How We Deliver Clean Data

The first layer of our data transformation process focuses on data cleanliness and consistency. Through modeling techniques and automated testing, we proactively identify and rectify inconsistencies in the data we process, laying a strong foundation for efficient downstream modeling. This page outlines some of the key data cleaning methods we employ.

Schema Alignment

Schema alignment involves integrating and standardizing data structures from various sources, such as advertising platforms, into a unified format. This process ensures that data across different systems can be compared and analyzed holistically. By identifying equivalent data fields, harmonizing data formats, and resolving discrepancies, we deliver clean, consistent, and unified datasets that help increase the speed and quality of downstream modeling or BI develoment.

Data Type Consistency

Maintaining consistency in data types, especially for key identifiers like IDs or UUIDs, is crucial for data integrity. We enforce data type consistency for similar fields across source systems to avoid errors during data processing or downstream analysis.

Negative Value Conversion

We convert numerical values to negative to maintain logical consistency when values represent deductions or subtractions in calculations. This ensures that the computational logic reflects the actual financial or quantitative operations accurately.

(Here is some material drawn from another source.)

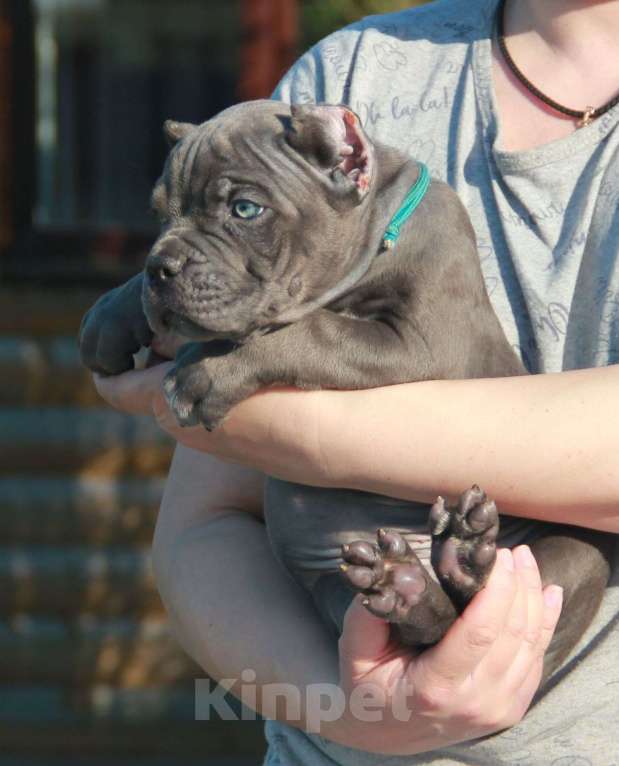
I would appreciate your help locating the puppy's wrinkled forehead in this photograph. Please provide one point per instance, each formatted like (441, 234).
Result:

Implementing Automated Rules

We run thousands of automated tests several times per day to ensure the data we deliver meets predefined standards, such as validating the range of acceptable values or ensuring that entries in a unique identifier field are distinct.

Standardizing Dates and Times

Date and time standardization ensures that all temporal data across datasets adhere to a consistent format, facilitating easier analysis and comparison of time-based information. While most source systems standardize around UTC, we’ve encountered several data sources that only report in ET, creating unexpected data quality issues.

Lowercasing Inconsistent Values

For textual data, especially computer-generated values, standardizing capitalization conventions by converting all entries to lowercase can reduce complexity and improve data uniformity. This method is particularly useful for data fields that are prone to inconsistent capitalization, ensuring that comparisons and searches are not case-sensitive and more reliable.